VMware vSphere ESXi 6.x
VMware vSphere ESXi 7.x
VMware vSphere ESXi 8.x

In unicast mode, all the NICs assigned to a Microsoft NLB cluster share a common MAC address. This requires that all the network traffic on the switches be port-flooded to all the NLB nodes. Normally, port flooding is avoided in switched environments when a switch learns the MAC addresses of the hosts sending network traffic through it.

The Microsoft NLB cluster masks the cluster's MAC address for all outgoing traffic to prevent the switch from learning the MAC address.

In the ESXi/ESX host, the VMkernel sends a RARP packet each time certain actions occur; for example, when a virtual machine is powered on, experiences teaming failover, performs certain vMotion operations, and so forth. The RARP packet informs the switch of the MAC address of that virtual machine. In an NLB cluster environment, this exposes the MAC address of the cluster NIC as soon as an NLB node is powered on. This can cause all inbound traffic to pass through a single switch port to a single node of the NLB cluster.

To resolve this issue, you must configure the ESXi/ESX host to not send RARP packets when any of its virtual machines is powered on.

Notes:

• VMware recommends configuring the cluster to use NLB multicast mode even though NLB unicast mode should function correctly if you complete these steps. This recommendation is based on the possibility that the settings described in these steps might affect vMotion operations on virtual machines. Also, unicast mode forces the physical switches on the LAN to broadcast all NLB cluster traffic to every machine on the LAN. If you plan to use NLB unicast mode, ensure that:
  
  
  • NLB Unicast members can be on the same ESX host or on different ESX hosts.
  • The client machine that connects to the NLB cluster must communicate to the cluster via a physical switch.
    • The reason for this is that NLB Unicast relies on port flooding to reach all cluster members and the virtual switch does not port flood unicast traffic.
    • To ensure traffic between client and cluster always goes through a physical switch the client and NLB cluster should be on separate broadcast domains.
  • vMotion for unicast NLB virtual machines is not supported.
  • The Security Policy Forged Transmit on the Portgroup is set to Accept.
  • The transmission of RARP packets is prevented on the portgroup / virtual switch as explained in the later part of the article.
    
    
• VMware recommends having two NICs on the NLB server.

ESXi/ESX 6.x, 7.x, 8x:

You can prevent the ESXi/ESX host from sending RARP packets upon virtual machine power up, teaming failover, and so forth using the Virtual Infrastructure (VI) Client or vSphere Client. You can control this setting at the virtual switch level or at the port group level.

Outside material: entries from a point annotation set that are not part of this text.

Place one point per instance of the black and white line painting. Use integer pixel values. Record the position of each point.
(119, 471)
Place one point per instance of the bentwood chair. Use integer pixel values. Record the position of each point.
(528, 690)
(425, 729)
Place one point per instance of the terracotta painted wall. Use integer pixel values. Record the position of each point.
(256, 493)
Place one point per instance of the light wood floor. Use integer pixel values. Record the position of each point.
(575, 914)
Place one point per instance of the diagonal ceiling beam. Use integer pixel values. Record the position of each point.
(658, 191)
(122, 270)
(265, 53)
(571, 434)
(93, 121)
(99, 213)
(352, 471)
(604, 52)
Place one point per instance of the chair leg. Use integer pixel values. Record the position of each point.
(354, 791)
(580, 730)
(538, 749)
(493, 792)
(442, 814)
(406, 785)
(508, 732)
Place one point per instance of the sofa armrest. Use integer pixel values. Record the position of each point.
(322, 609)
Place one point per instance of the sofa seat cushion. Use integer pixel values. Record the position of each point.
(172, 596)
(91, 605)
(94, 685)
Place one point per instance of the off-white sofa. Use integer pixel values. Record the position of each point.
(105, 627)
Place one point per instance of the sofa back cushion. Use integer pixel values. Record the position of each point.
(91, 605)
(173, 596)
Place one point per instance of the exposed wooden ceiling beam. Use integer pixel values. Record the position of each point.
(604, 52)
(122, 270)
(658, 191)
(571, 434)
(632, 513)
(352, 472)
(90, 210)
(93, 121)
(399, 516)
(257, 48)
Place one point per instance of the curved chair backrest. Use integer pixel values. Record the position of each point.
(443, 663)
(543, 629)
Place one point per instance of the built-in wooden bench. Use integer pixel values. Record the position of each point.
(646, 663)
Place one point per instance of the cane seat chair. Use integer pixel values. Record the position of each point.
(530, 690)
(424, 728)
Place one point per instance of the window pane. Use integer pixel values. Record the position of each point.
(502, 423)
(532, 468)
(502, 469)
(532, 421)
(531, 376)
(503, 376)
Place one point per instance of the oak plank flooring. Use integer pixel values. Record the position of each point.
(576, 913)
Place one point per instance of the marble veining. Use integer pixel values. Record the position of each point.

To prevent RARP packet transmission for a virtual switch:

Note: This setting affects all the port groups using the switch. You can override this setting for individual port groups by configuring RARP packet transmission for a port group.

1. Log in to the vSphere vCenter Client and select the ESXi/ESX host.
2. Click Configure tab.
3. Go to the Networking section and select Virtual Switches.
4. Click Properties for the vSwitch (Standard Switch). The vSwitch Properties dialog appears.
5. Click Teaming and Failover tab.
6. Select No from the Notify Switches dropdown and click Ok.

To prevent RARP packet transmission for a port group:

Note: This setting overrides the setting you make for the virtual switch as a whole.

1. Log in to the vSphere vCenter Client or vSphere ESXi host Client and select the ESXi/ESX host.
2. Click Configure tab.
3. Go to the Networking section and select Virtual Switches.
4. Click Properties for the vSwitch (Standard Switch) port group. The port group properties dialog appears.
5. Click Teaming and Failover tab.
6. Select No from the Notify Switches dropdown and click Ok.

For more information on NLB, see the Microsoft TechNet article Network Load Balancing Technical Overview

For related information, see Microsoft Network Load Balancing Multicast and Unicast operation modes (1006580).

Windows 2008 introduced a strong host model that does not allow different NICs to communicate with each other. For example, if a request comes in on the second NIC and if there is no default gateway set up, then the NIC will not use the first NIC to reply to the requests, even though a default gateway setup on the first NIC.

To change that behavior and return to the 2003 model, run these commands from the command prompt:

• • netsh interface ipv4 set interface "Local Area Connection" weakhostreceive=enable

  • netsh interface ipv4 set interface "Local Area Connection" weakhostsend=enable

Where Local Area Connection is the name of the network interface.

To configure NLB in Unicast mode using a Cisco Nexus 1000v, see the Cisco Nexus 1000v Configuration guide - Network Load Balancing for vEthernet.